Moral-o-meter

I think that philosophy in general has problems with falsifiability. Philosophers rarely if ever argue on each other's terms, or concede their opponents' premises. What would even happen if philosophers specified the evidence it would take to dissuade them?

It reminds me of my empirical theory of ethics. If someone could produce a cogent argument that hypocrisy was viable, I would be dissuaded. When Robert Wright did this in The Moral Animal, I was dissuaded — and admittedly dismayed.

How would falsifiability work with the idea that ethics were subjective or objective? I think that most people think that at least to some degree ethics is subjective. So to hard-core realists, I ask you, what evidence would it take to convince you that you were wrong?

I have to be an anti-realist, although I don't think I'm a very hard-line one. I think that ethics inheres in subjects, but I don't think that that makes it arbitrary. But a realist can rightly ask me, what evidence would it take to convince me I was wrong?

That's a very good question. I'm not sure what observation you could produce in principle that could be interpreted as “real” ethics. But I will take the trouble to construct what I would consider to be a convincing counterexample.

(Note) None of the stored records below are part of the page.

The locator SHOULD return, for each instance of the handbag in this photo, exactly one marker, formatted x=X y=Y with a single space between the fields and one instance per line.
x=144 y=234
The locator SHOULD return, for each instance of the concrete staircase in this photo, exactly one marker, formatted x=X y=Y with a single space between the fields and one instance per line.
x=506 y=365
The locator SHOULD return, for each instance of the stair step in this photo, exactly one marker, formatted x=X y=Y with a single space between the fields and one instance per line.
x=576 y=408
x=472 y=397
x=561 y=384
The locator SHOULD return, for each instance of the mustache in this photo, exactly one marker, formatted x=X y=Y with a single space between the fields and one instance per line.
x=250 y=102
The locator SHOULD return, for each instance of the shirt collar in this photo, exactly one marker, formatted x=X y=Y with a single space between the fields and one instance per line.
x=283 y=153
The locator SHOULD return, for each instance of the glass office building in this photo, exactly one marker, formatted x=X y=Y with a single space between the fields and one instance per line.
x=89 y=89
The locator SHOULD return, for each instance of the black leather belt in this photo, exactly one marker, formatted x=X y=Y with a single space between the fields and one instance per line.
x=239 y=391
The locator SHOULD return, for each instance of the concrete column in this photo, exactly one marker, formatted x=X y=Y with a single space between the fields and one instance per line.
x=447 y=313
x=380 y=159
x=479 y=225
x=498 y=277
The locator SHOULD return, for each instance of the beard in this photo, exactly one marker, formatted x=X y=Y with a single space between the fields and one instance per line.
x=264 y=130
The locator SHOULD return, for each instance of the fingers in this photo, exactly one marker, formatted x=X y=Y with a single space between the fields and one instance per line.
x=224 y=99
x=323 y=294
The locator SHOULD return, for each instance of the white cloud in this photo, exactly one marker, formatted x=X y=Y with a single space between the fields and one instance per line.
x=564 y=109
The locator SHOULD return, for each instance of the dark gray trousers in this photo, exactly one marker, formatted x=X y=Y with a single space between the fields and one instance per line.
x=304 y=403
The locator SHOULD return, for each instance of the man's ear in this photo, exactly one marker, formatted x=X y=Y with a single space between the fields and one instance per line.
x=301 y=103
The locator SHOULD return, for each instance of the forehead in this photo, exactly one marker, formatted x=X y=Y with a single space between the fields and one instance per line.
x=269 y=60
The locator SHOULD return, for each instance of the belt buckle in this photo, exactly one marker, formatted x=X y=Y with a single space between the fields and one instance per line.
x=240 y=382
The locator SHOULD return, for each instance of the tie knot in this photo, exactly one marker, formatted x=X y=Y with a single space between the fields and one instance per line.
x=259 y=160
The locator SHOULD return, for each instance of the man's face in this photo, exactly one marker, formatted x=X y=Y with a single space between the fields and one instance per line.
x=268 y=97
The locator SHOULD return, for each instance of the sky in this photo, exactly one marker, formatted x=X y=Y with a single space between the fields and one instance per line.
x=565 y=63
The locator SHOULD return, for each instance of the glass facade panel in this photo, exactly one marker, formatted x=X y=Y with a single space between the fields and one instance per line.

First, you would have to provide evidence of a cross-cultural moral belief. That is, the belief would have to be shared by all cultures. You should be able to travel to some faraway region of the world and find that the people there also share that belief.

It would not be enough, however, simply to show the presence of this belief. You would also have to show that the reason for this belief was not instinctive. If the belief were the result of evolved instinct, it would still be subjective.

On the other hand, consider what happens when the visual centre of the brain reacts to light. You can point to a clear physical stimulus that is eliciting a neurological response. And, of course, once you discover that stimulus, you can create a machine that will respond to it as well. Hence, we have photometers that are independent of our biological senses. Accordingly, if ethics is “real”, you should be able to construct a moral-o-meter. You should be able to identify a physical moral stimulus in the world. You should be able to show how this moral stimulus affects the “moral” sensory centre of the brain. And you also have to show how you have rigged the moral-o-meter to detect this moral stimulus in the absence of a human being. This is getting the moral realist to put her money where her mouth is!